Am Kotti biege ich später am Abend um die Ecke und betrachte die U-Bahn-Überführung, die gerade für Bauarbeiten still gelegt ist. Der Hund riecht interessiert an den angrenzenden Hauswänden. Ich lasse meinen Blick über den für diese Uhrzeit sehr leeren Platz schweifen. Es riecht nach Pommes und Dreck, nach Autos und Hoffnung auf den baldigen Frühling. Alles in mir drin ist ruhig. Hektik nehme ich nicht wahr. Als wäre ich gerade in einer geführten Meditation, die mich über die Straße führt. Ich höre das Auto nicht, das die Mädchen hinter mir anhupt. Einblenden und ausblenden, statt alles wahrzunehmen. Schönheit sehen, irgendwo zwischen Betonbauten und dem grauen Himmel.

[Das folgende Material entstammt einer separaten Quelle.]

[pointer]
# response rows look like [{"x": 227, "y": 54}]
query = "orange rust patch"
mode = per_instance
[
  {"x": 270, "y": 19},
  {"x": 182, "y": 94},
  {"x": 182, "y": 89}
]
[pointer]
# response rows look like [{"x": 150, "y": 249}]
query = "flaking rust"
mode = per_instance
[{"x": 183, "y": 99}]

Alles was du brauchst, ist längst in dir drin. Unser Innen bestimmt, wie wir alles um uns herum wahrnehmen. Laut? Bunt? Wunderschön? Ruhig und beruhigend. Ins Leben vertrauend. Mich bringt nichts so schnell aus der Ruhe, weil ich in mir wohne, wie in einem Kokon. So stelle ich mir mein Inneres vor. So richtig nah kommt nichts einfach so an mich heran. Ich weiß, dass mir nichts Schlimmes passieren kann. Und dass ich alles andere schaffen und regeln kann. Also was sollte mich aus dieser Ruhe bringen? Ich bin geschützt. Beschützt. Wie unter einer Schneedecke.
Ich betrachte den Matsch, der sich in feinen braunen Rinnsalen die Bürgersteige entlangzieht, und wie sich der Himmel in kleinen Fetzen reflektiert. Ich mache Mavica an und setze mir meine Kopfhörer in die Ohren. Mit meiner Schuhspitze kicke ich einen Schneeberg weg, der sofort in sich zusammensinkt und muss unvermittelt lächeln. Der Winter ist wunderschön und auch sein Ende ist es. Weil er Platz für etwas Neues macht.
hanna says
Luise, ich liebe liebe liebe deine Texte! Allein wie du die Schönheit der alltäglichen Dinge beschreibst!
Danke für den kleinen Moment des Kopf-gerade-rücken’s!
Manchmal muss man sich auf die kleinen Schönheiten des Alltags konzentrieren.
Sei es glitzernder Schnee, der richtige Song zur richtigen Zeit in der Playlist oder die Blumen auf der Fensterbank!
Marie Luise Ritter says
Ganz genau, die Welt ist voll davon!